Welcome to the Guild. Love the DoD series. One of my favorite.

----------


## RobA

Hi Dan!

I moved this post into the General WIP forum as it doesn't meet the requirements to be posted in the finished map forum.

Thanks for providing the link to your site!

-Rob A>

----------


## Mark Oliva

Good work, Daniel!  Are these all 100% Dundjinni maps or did you use other software too?

----------


## A R Frost

Just looked at your website. Great maps, never stepped foot in FR, but like the way you recreated all the maps. Your generic bridge map reminds me a lot of a area in World of Warcraft. It's called Nagrand and there is a city called Halaa, The only way in by foot or mount is across 4 bridges that look just like that.
Nice work.

----------


## Jtolman

The Maps you have are Great, thanks for providing them..... One seems to be missing though.
A map of the town of Bralizzar

----------


## danielpryor

> Good work, Daniel!  Are these all 100% Dundjinni maps or did you use other software too?
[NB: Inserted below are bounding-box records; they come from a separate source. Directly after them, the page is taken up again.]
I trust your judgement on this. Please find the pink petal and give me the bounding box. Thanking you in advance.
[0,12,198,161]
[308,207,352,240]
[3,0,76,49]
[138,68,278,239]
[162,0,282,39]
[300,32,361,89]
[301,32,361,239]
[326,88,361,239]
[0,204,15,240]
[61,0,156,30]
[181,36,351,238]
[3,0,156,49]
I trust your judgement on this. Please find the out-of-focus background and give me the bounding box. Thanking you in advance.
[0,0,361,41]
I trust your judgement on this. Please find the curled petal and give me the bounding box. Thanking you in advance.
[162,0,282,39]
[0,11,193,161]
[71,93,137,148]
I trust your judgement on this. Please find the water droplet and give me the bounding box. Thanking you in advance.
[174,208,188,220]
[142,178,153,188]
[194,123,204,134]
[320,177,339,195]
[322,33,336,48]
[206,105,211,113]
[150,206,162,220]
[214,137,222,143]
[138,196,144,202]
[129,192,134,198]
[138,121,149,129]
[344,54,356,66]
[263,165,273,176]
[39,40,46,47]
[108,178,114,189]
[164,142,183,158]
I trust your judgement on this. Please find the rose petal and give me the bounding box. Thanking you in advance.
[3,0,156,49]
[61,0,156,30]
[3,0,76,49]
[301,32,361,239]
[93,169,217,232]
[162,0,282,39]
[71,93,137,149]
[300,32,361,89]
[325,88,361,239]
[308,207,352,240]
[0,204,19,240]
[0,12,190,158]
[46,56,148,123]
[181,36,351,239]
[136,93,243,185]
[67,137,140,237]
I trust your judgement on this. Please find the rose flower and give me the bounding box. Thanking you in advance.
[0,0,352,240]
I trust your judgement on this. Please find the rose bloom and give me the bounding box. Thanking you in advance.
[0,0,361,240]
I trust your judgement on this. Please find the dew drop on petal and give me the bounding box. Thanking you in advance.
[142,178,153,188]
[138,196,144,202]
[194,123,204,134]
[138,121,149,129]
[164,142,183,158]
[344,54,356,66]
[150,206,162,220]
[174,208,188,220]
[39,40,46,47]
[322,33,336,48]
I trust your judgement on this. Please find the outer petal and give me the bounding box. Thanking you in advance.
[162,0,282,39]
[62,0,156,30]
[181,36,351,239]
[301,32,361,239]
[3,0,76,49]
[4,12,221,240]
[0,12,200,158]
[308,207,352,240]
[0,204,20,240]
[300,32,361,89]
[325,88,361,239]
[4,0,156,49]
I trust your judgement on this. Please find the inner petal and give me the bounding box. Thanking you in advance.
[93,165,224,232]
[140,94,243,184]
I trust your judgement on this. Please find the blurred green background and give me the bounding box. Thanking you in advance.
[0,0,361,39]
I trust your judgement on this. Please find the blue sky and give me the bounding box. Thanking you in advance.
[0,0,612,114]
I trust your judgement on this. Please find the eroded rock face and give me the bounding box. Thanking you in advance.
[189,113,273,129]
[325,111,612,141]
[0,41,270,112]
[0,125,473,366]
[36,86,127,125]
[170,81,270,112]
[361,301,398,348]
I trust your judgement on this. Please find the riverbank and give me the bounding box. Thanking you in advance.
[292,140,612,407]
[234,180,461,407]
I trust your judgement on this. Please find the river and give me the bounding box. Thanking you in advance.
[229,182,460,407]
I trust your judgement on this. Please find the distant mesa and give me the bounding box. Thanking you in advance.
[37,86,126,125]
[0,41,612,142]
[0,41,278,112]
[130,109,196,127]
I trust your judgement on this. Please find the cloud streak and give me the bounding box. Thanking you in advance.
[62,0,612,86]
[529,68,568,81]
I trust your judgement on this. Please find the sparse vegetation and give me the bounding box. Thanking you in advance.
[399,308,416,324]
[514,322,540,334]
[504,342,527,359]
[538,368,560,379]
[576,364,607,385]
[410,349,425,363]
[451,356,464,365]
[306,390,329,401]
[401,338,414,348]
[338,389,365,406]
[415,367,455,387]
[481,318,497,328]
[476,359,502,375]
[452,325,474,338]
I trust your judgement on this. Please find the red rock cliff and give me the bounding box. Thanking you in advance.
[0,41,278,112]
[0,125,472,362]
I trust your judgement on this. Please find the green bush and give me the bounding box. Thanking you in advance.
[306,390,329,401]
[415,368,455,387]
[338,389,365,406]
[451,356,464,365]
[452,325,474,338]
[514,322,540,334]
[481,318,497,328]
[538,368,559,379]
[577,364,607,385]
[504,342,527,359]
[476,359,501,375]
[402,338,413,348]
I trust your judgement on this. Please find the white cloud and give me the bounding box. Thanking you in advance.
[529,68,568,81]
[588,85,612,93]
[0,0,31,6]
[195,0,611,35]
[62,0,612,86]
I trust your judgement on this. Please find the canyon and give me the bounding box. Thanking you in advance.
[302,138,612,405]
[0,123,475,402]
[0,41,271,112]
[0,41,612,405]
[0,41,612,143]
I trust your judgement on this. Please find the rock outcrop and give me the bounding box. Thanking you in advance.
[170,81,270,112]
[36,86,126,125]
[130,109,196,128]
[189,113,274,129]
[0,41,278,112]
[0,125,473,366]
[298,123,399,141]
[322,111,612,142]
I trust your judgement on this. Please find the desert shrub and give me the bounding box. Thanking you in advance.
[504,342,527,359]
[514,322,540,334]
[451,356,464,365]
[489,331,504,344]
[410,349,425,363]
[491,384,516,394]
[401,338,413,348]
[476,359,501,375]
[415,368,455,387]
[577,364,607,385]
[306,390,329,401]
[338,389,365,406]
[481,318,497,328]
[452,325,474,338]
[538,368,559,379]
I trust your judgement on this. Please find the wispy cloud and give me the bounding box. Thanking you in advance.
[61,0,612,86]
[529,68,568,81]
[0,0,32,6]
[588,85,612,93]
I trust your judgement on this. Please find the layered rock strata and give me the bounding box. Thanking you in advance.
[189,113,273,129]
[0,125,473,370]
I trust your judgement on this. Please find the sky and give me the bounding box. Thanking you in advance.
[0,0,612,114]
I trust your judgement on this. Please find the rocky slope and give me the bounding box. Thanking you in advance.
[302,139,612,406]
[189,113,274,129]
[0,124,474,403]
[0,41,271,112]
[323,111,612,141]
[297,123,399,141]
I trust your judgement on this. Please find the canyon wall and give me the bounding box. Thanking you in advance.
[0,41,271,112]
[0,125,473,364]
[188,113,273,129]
Used Dundjinni almost 100%. I did a few touch-ups with PSP 7.0 here and there. I use Gimp2 for viewing and manipulation though during my game.

----------


## danielpryor

> The Maps you have are Great, thanks for providing them..... One seems to be missing though.
> A map of the town of Bralizzar


Well I don't really use the maps unless there's going to be combat involved. For the town mapped I just scanned to original B&W document so players could see it. However I've been toying with the idea of fleshing out the buildings like the bar and the market place, etc.

----------


## danielpryor

> Just looked at your website. Great maps, never stepped foot in FR, but like the way you recreated all the maps. Your generic bridge map reminds me a lot of a area in World of Warcraft. It's called Nagrand and there is a city called Halaa, The only way in by foot or mount is across 4 bridges that look just like that.
> Nice work.


Yeah those 2 bridges and a few of the "generic" road maps are actually screen shots from back when I was playing WOW. I typically don't use screen shots but they were wonderfully generic.

----------


## ford12

This link to the Desert of Desolation is now defunct. Does anyone know if they exist anywhere else?

----------


## danielpryor

(deleted by user)

----------


## ford12

Woah, thanks. Instantaneous. Almost like a Djinjn was behind it!

----------


## jpstod

Great Work as always

----------


## Sereptus

Just thought I'd spruce up the map of the Town of Bralizzar for use in VTT's and such. Pixels per inch should be set at 42. Also did a VTT-friendly map of the Sunken City of Pazar as the one here didn't fit well for Maptools, the Sunken City can be used at 50 PPi.

----------


## danielpryor

(deleted by user) Maps will now be found only on the DMsGuild website.

----------